Júlio Pimentel Pinto
“O caudilhismo é a representação de uma epopéia do povo hispanoamericano para definir os rumos dos Estados que então se formavam.”
Moisés Velhinho
“...pontos de parecença entre os tipos sociais do gaúcho riograndense e do platino existem, sem dúvida, mas se restringe às peculiaridades decorrentes do mesmo sistema o pastoreio desenvolvido num cenário semelhante. A história do Rio Grande do Sul desconheceu inteiramente a figura do caudilho e do caudilhismo.”
Honório Lemes
(O Leão do Caverá)
Sem grandes posses materiais e com pouca instrução, participou da Revolução Federalista (1893-5), ao lado de Silveira Martins.
Em 1923, voltou às armas, desta feita contra Borges de Medeiros, liderando os maragatos na região oeste do Estado, tendo como base a Serra do Caverá, que foi o santuário do caudilho, justamente apelidado “O leão do Caverá” e tropeiro da liberdade.

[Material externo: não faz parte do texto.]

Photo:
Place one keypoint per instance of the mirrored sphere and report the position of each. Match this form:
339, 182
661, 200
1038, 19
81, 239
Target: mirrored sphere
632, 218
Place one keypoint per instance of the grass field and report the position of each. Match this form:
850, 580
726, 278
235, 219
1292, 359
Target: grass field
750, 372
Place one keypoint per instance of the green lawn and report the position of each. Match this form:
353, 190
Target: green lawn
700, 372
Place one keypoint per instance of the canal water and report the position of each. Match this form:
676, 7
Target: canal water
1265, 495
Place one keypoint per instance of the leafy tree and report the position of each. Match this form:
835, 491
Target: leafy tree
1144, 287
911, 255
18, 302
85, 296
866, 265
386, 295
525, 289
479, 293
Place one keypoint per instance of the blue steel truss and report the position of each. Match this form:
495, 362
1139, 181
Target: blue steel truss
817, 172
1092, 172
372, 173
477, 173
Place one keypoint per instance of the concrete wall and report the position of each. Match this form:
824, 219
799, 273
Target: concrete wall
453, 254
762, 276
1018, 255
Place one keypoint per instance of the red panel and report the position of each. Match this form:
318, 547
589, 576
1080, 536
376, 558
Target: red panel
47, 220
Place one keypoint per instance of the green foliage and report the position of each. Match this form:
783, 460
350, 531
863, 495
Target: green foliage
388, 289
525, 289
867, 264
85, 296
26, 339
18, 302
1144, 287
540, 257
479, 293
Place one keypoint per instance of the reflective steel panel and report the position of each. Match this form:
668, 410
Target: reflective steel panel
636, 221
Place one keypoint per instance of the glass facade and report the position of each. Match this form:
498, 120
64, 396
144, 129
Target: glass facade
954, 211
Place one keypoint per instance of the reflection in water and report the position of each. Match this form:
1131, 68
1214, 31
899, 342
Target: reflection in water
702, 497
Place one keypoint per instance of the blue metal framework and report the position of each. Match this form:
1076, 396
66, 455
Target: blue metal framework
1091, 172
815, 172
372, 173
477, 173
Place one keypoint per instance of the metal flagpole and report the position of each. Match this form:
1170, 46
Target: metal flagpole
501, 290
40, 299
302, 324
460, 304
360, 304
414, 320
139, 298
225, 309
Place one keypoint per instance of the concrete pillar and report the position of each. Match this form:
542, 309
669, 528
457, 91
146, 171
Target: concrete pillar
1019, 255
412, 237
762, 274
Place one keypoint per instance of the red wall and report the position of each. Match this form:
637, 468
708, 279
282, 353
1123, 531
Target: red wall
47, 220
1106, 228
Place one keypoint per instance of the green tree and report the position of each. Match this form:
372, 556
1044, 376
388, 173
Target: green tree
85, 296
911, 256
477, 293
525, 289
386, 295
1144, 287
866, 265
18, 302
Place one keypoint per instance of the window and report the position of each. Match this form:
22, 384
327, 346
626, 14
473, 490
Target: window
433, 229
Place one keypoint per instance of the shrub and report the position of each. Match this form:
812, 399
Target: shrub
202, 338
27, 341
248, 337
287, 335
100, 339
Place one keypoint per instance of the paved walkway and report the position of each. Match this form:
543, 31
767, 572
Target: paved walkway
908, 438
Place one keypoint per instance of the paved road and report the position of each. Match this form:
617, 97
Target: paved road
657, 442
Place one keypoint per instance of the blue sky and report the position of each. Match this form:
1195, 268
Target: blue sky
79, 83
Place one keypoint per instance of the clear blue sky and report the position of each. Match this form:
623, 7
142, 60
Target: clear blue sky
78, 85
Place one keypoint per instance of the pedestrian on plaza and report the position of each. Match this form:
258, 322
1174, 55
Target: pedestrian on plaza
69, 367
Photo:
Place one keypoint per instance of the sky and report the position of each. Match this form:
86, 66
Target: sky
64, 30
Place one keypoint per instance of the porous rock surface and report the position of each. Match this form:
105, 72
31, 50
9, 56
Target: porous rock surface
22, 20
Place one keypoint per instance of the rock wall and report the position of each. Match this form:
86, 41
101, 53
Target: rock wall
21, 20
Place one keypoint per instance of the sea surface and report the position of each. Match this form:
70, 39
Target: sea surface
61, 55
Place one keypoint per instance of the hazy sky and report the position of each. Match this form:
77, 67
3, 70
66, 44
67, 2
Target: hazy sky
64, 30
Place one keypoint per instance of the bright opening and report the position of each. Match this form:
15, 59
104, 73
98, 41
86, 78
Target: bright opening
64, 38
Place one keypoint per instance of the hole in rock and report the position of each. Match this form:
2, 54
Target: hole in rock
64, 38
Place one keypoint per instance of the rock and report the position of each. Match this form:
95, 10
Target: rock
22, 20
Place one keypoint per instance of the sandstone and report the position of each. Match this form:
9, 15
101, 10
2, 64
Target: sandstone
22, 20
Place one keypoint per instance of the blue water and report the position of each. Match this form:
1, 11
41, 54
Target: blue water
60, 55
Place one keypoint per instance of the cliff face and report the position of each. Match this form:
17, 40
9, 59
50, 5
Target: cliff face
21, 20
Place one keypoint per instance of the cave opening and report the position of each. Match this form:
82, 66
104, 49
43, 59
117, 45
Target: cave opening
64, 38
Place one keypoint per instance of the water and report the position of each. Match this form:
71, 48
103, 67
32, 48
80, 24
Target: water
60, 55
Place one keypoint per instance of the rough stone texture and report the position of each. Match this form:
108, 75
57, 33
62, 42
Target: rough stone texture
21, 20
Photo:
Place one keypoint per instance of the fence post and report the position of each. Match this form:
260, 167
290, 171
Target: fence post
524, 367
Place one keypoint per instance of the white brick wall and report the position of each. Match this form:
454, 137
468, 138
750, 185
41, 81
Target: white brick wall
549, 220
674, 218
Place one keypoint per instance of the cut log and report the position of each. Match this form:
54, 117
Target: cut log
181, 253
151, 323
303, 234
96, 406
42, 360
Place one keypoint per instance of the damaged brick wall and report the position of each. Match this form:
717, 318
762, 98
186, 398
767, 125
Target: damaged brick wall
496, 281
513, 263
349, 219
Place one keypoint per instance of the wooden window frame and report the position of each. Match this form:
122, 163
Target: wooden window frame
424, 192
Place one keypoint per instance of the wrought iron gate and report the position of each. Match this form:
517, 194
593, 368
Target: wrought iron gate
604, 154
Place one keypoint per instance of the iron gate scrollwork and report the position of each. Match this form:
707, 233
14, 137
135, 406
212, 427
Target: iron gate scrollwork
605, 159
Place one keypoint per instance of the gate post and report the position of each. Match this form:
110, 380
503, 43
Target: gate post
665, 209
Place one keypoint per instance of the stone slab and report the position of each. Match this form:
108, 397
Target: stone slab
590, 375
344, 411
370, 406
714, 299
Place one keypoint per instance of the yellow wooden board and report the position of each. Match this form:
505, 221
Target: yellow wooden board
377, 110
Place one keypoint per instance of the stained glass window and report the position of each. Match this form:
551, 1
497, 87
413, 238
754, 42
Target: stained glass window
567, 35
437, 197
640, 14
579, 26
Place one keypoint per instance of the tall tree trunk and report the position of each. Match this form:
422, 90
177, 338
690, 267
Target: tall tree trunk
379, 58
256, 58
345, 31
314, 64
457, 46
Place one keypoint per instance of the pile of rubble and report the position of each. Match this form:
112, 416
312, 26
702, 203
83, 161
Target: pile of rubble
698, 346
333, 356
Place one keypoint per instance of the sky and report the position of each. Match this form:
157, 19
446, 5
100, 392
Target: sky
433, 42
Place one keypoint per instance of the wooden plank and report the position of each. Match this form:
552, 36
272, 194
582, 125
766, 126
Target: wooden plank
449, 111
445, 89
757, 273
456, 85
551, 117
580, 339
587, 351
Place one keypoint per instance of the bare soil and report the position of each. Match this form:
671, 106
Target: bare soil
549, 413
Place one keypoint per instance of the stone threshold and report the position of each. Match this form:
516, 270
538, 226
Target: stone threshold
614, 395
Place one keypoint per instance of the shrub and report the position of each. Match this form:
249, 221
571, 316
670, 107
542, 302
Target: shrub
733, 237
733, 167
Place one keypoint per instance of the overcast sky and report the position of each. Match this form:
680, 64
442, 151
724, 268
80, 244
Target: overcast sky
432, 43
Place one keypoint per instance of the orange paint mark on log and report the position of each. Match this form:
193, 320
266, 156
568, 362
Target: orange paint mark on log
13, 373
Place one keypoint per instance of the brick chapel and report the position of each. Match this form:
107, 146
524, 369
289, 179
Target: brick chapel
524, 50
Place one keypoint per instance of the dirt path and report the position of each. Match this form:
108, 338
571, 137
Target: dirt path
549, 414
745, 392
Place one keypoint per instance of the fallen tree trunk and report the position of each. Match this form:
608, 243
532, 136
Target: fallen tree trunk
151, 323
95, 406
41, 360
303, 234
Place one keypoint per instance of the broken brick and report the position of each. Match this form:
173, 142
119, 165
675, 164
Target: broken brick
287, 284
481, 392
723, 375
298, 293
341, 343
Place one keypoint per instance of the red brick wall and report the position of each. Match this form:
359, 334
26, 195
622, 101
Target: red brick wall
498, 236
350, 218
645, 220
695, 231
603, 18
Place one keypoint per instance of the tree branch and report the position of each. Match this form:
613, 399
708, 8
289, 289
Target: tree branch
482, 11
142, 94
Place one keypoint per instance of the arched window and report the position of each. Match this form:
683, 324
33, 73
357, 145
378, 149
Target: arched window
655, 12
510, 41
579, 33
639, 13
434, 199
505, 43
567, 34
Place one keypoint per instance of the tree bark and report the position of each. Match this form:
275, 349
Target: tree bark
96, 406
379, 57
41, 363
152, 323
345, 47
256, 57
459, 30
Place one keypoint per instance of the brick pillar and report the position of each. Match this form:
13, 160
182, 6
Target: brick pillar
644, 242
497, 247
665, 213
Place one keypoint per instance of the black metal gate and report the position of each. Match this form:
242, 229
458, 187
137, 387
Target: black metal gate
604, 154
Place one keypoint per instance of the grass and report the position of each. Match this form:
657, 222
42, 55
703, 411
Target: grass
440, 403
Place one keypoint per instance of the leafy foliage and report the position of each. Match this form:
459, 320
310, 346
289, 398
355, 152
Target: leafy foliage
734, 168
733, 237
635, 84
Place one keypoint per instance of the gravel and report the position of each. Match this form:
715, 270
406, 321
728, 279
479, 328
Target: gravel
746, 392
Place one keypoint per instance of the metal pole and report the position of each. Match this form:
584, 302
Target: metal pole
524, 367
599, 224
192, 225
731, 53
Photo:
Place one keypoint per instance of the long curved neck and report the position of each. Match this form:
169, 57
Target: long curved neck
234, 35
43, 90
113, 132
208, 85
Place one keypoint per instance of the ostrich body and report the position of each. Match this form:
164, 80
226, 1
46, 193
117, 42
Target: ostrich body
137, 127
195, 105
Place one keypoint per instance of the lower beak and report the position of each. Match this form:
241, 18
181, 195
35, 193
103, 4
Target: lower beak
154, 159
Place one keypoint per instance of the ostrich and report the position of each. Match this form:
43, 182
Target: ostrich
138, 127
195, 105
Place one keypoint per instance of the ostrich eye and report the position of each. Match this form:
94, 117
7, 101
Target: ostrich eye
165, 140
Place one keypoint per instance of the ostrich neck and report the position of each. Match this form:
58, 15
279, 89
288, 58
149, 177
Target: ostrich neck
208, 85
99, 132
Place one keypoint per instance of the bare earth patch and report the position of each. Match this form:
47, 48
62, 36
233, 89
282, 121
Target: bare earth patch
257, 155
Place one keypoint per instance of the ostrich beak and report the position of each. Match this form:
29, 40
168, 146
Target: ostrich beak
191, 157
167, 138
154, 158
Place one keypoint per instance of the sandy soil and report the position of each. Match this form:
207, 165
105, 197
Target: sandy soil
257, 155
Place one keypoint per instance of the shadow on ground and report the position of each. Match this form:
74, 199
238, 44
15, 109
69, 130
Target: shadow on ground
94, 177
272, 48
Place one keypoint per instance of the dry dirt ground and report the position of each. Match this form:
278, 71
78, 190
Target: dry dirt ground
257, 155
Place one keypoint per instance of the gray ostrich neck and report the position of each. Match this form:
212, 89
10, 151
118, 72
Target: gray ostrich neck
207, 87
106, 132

Em 1924, apoiou sublevação tenentista nos quartéis do exército no interior do Rio Grande do Sul, entre eles, a da guarnição de Santo Ângelo, liderada por Luís Carlos Prestes. Tropeiro da Liberdade Honório Lemes em sua a poesia “O Testamento” escreveu a certa altura: “Se pretendem me entregar a minha cortante espada podem dar ao camarada General Flores da Cunha que me pegou quase a unha e não quis me fazer nada.”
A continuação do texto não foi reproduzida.